Genel şartların A.6. maddesi (d) bendinde destekten yoksun kalan hak sahibinin, sigortalının sorumluluk riski kapsamında olmakla beraber destek şahsının kusuruna denk gelen destek tazminatı talepleri teminat kapsamı dışında tutulmuş, 6704 sayılı yasa ile 2918 sayılı KTK’nın 92.maddesinde yapılan değişiklik de 26/04/2016 tarihinde yürürlüğe girmiştir.
Davalı tarafın birleşen dava açısından sorumluluğunun dayanağı olan poliçenin, ZMMS Genel Şartlarının yürürlüğe girdiği 01/06/2015 tarihinden önce, 12/08/2014 tarihinde tanzim edilmiş olduğu görülmektedir.
Davacıların birleşen dava açısından desteklerinin sürücüsü olduğu araca ait poliçe tanzim tarihi itibariyle davalı sigorta şirketinden destek tazminatı talep etme hakkı bulunup bulunmadığı bu kapsamda değerlendirilmeden, zararın teminat dışı olduğu kabulü isabetsiz görülmüştür.
Bu nedenlerle, davacı tarafın istinaf başvurusunun kabulü ile yukarıda belirtilen şekilde yargılamanın devamı için HMK’nın 353/1-a/6. maddesi gereğince kararın, gerek dava gerekse birleşen dava yönünden kaldırılmasına karar vermek gerekmiştir.

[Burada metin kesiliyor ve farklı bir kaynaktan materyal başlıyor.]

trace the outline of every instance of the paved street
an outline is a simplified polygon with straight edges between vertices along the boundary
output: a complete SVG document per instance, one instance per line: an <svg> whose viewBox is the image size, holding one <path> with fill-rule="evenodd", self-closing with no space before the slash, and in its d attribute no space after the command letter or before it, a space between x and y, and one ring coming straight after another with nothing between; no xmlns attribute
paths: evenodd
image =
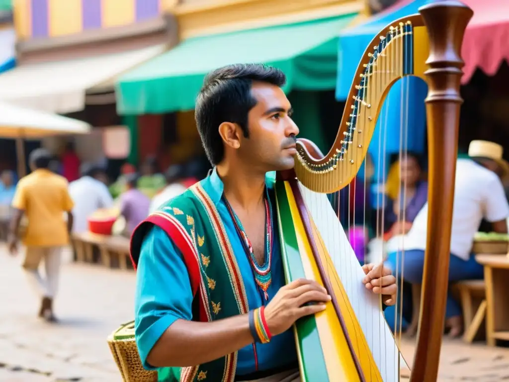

KARAR: Gerekçesi yukarıda açıklandığı üzere ;
1-İstinaf istemine konu ve başlıkta yazılı ilk derece mahkemesi kararının HMK’nın 353/1-a/6. maddesi gereğince KALDIRILMASINA,
2-Dosyanın, yargılamanın devamı için mahkemesine GÖNDERİLMESİNE,
3-Peşin alınan karar harcının İlk Derece Mahkemesince istinaf talep eden davacılara iadesine,
4-İstinaf incelemesi duruşmalı yapılmadığından, vekalet ücreti hükmedilmesine yer olmadığına,
Dosya üzerinde yapılan inceleme sonucunda, HMK’nın 353/1-a. maddesi gereğince kesin olmak üzere oy birliği ile karar verildi.06/12/2018.